In honor of FEE founder Leonard Read, and in hope of a better economic future, the Competitive Enterprise Institute (CEI) has released a new short film adaptation of “I, Pencil.” You can watch the film and help share it with new audiences at IPencilMovie.org.
The President implied business owners are dependent on government largesse and infrastructure, as well as on community goodwill. In fact, business owners rely on a much bigger and more sustainable resource: the millions of self-interested individuals who engage in market activity around the globe. If this had been what Obama was implying, we might be on our way to a quick recovery.
Declaration of Interdependence
In his 1958 essay “I, Pencil,” Leonard E. Read explains how an ordinary wooden pencil is made. It’s a long, complicated process, from the harvesting of cedars for the pencil body to the mixing of clay for the eraser. No man on earth can make a pencil by himself, Read says, because the pencil is the end product of a complex chain of human activity.

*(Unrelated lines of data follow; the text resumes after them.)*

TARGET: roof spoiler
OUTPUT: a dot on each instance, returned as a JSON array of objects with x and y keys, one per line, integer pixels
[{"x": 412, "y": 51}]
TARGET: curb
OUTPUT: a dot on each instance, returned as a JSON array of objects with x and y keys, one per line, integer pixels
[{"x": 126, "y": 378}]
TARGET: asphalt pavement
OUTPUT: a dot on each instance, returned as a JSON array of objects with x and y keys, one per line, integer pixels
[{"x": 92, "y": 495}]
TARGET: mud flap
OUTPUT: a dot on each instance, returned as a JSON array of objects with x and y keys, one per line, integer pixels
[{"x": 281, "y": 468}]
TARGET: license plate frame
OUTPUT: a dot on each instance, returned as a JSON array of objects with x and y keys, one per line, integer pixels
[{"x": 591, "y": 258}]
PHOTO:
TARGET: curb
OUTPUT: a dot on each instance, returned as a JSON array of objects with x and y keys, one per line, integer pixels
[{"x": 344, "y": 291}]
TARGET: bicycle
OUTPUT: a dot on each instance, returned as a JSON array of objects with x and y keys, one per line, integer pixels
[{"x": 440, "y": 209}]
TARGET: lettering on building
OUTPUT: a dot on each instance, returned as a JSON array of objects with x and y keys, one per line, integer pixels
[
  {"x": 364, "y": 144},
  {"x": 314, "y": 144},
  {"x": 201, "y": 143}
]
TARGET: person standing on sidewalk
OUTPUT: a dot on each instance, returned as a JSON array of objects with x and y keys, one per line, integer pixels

Not even the CEO of a pencil company possesses the knowledge necessary to make a pencil. The CEO relies on loggers, truckers, miners, and factory workers; and these workers in turn rely on the men and women who manufacture saws, trucks, equipment, and machines. All of these individuals contribute little bits of know-how to the production of an ordinary pencil, and they do so in pursuit of their own interests. Their voluntary cooperation makes the pencil possible.
Every single modern business owner, like the CEO of a pencil company, must depend in part on the knowledge and labor of others. It’s interdependence. Even a small business owner working out of her home relies on others to develop software tools and other services she needs. She is not relying on others’ charity, goodwill, or civic duty. She is relying on the fact that they’ll be looking for rewards for serving her well. This is not to argue that charity, goodwill, and civic duty are unimportant. It’s that these can’t make a pencil.
Contrary to myth, entrepreneurs are not islands unto themselves. Nobody acting in markets is self-sufficient; markets, by their nature, incentivize cooperation among people. Indeed, markets pull individuals to arrange themselves into interactive patterns of connectivity, trade, and production that go beyond traditional, cultural and national boundaries. In pursuit of their individual interests, people who are strangers to each other—who might even hate each other if they ever met—unwittingly work in collaboration. This collaboration makes possible products that would otherwise be impossible. And every day, new interactions seed new markets worldwide.
Yet people take this incredible cooperation for granted. President Obama’s comments about business owners and the immediate backlash both fell into a strange set of false narratives that pit community values against market values. In truth, markets are connecting forces, aligning individual interests so that people are helping people they’ll never meet.
Energies Uninhibited
In the words of Leonard Read, the lesson of “I, Pencil” is: “Leave all creative energies uninhibited.” Today, federal regulations cost Americans $1.75 trillion annually, according to my CEI colleague Wayne Crews. Many of these regulations significantly and unduly curb creative economic activity, preventing the founding of new businesses or the growth of existing ones. High taxes and fees suffocate fledgling markets; tariffs thwart trade across our borders; and strict immigration laws restrict collaboration with talented people born in other countries.
As our leaders begin to deal with the serious economic challenges that confront us, they’d do well to acknowledge the best economic stimulus would be to help unleash Read’s creative energies. Voluntary activities—coordinated largely by prices and property rights—have given rise to the everyday wonders of our modern world. It’s through entrepreneurial fire, productivity, and free exchange that we’ll eventually grow our way out of our troubling economic conditions. In fact, it’s the only way we will.